The Charity current operates as Sobell House Hospice Charity Ltd and although it has been through many constitutional changes its aims remain the same as the original friends:

1. To ensure that links to the community are established and nurtured to support patients and encourage volunteering.
2. To raise funds to benefit Sobell House.
3. To engage with other bodies for the benefit of Sobell House.

Today the Charity and NHS work together to ensure that good quality specialist palliative care and end of life support is provided by the Hospice. Sobell House Hospice is an NHS hospice, with additional funds provided by the Charity. The funds provided by the Charity are used for the day-to-day running of the hospice, to help the hospice staff focus on developing care, and to allow the hospice to reach out and provide care in the community and other hospitals.

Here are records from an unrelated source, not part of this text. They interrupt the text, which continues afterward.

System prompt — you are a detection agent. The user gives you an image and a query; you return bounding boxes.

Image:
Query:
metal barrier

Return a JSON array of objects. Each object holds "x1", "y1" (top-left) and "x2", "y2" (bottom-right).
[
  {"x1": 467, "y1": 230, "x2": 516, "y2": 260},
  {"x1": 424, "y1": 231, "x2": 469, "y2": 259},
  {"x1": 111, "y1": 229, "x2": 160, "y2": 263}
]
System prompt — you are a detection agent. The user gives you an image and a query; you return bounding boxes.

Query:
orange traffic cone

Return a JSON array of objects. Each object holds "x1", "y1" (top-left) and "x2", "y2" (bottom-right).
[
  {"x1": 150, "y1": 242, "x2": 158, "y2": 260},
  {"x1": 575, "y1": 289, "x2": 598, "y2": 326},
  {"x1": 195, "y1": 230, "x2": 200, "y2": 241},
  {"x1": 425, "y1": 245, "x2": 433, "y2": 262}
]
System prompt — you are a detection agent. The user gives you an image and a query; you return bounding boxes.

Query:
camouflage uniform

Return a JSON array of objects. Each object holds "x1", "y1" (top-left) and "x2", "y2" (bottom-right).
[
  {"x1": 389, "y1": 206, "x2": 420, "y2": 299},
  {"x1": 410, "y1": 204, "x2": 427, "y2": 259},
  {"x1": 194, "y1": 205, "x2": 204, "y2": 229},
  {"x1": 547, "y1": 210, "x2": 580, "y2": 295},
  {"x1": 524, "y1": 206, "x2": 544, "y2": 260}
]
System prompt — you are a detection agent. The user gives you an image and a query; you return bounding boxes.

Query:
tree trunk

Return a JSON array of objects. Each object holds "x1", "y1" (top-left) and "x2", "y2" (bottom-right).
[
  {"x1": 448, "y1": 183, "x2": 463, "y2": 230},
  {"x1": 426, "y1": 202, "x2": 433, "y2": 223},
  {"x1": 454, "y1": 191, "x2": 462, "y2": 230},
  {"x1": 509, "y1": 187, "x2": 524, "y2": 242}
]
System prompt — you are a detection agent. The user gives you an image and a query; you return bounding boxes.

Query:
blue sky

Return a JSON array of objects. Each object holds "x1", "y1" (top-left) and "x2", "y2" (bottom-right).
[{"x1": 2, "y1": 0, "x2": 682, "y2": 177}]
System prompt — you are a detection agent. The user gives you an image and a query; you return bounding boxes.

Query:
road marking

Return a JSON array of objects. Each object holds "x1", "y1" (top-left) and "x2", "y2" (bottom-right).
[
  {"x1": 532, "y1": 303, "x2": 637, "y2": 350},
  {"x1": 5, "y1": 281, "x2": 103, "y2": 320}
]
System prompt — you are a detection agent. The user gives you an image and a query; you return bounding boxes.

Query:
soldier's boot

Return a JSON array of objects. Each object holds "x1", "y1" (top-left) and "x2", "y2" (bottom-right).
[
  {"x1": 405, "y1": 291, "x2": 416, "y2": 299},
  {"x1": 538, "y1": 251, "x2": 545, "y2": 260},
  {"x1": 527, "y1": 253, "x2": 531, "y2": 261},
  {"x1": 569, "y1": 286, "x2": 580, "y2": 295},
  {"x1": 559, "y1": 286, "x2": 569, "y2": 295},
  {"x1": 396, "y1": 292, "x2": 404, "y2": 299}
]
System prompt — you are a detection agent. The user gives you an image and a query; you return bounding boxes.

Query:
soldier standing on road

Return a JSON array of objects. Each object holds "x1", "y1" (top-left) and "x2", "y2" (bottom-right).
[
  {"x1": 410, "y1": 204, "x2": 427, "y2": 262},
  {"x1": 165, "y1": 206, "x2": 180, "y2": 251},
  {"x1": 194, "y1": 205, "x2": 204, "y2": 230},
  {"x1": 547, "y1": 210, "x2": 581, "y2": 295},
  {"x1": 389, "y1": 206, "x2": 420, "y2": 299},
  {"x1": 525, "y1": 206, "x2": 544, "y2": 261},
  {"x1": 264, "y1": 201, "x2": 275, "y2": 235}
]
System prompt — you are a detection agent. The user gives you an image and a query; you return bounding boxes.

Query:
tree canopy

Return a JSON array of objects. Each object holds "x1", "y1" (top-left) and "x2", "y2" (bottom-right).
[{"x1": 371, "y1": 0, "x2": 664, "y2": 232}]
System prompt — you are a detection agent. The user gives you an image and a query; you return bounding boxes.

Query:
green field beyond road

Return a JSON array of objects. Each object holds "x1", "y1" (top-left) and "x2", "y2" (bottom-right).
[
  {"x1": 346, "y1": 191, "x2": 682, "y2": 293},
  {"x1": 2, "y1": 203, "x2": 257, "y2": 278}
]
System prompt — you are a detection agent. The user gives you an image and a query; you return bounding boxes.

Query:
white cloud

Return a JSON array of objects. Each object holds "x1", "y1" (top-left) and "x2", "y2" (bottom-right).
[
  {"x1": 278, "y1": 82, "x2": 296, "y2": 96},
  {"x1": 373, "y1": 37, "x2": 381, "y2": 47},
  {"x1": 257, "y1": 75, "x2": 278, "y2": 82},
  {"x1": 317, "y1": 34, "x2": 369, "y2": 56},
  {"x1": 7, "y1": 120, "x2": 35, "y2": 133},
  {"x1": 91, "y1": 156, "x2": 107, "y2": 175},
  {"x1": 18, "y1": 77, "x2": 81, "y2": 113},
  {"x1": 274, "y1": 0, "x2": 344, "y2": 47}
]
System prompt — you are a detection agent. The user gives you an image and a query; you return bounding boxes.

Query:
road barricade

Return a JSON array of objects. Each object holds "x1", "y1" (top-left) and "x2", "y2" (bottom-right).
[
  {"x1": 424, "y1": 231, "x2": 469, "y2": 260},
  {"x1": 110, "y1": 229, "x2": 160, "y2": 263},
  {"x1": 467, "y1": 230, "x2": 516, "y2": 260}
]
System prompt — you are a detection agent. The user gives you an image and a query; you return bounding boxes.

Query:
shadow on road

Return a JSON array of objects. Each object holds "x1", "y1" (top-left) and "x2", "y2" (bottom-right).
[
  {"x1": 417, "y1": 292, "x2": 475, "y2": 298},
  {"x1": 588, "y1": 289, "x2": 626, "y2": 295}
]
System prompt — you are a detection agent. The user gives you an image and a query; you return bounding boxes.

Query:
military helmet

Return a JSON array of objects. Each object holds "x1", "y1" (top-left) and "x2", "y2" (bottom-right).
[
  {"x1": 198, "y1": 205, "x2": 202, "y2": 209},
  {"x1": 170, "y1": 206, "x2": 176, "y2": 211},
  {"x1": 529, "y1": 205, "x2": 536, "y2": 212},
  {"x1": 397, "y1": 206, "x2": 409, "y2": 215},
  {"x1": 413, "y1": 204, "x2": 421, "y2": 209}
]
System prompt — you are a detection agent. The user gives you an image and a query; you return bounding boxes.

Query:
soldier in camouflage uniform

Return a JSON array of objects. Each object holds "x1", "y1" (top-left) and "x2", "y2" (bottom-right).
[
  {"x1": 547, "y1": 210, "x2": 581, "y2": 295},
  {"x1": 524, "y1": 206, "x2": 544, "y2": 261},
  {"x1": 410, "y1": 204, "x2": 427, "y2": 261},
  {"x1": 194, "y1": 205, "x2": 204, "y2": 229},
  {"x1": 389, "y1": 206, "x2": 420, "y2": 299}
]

The Charity is based in an office within the current hospice building, the day-to-day running of the Charity is responsibility of Amelia Foster the Chief Executive. The Charity's trustees take overall responsibility for the Charity and may be seen at fundraising events.

===Current Fundraising===

The Charity's fundraising team are based in the Charity's head office and engage with corporate sponsors and individuals, as well as running numerous events. Individuals raise funds for the hospice by taking part in a range of activities from coffee mornings to marathon running to sky diving. The Charity and the hospice also engage a large volunteer work force from the local community who donate their time to reduce the overheads of running the Charity. The Charity also manages and gains funds from numerous legacies.

As well as raising funds from individuals the Charity has strong relationships with local businesses. Companies are encouraged to engage with the Charity in a variety of ways ranging from donations through to donations of time. To help the Charity celebrate its fortieth birthday the 40 Club was formed which is a group of 40 companies each pledging to raise £10,000.00 over the next four years to support the work of the hospice.

The main activities of the fundraising team is organising and hosting events. The Charity's annual headline event is the Moonlight Stroll where walkers are sponsored to complete a late night walk around the beautiful Oxford city centre. The stroll start in 2006 and goes from strength to strength each year the target of the 2015 was to raise £100,000.00 in just one evening. The Charity holds numerous other events throughout the year culminating with, the Christmas Gift Fair and the Lights of Love.

===Sobell House Charity Shops===

The main public face of the Charity is its eleven shops located across Oxfordshire. The shops sell a variety of donated items from large pieces of furniture through to small ornaments and clothing. The trading company also sells a mix of new goods including branded calendars, Christmas cards and diaries. The shops are run from the Trading Office a separate administrative unit from the Charity office. All the profits from the sale of donated and new goods are donated to the Charity each year. Currently the Charity's shops raise approximately the same amount as the fundraising team.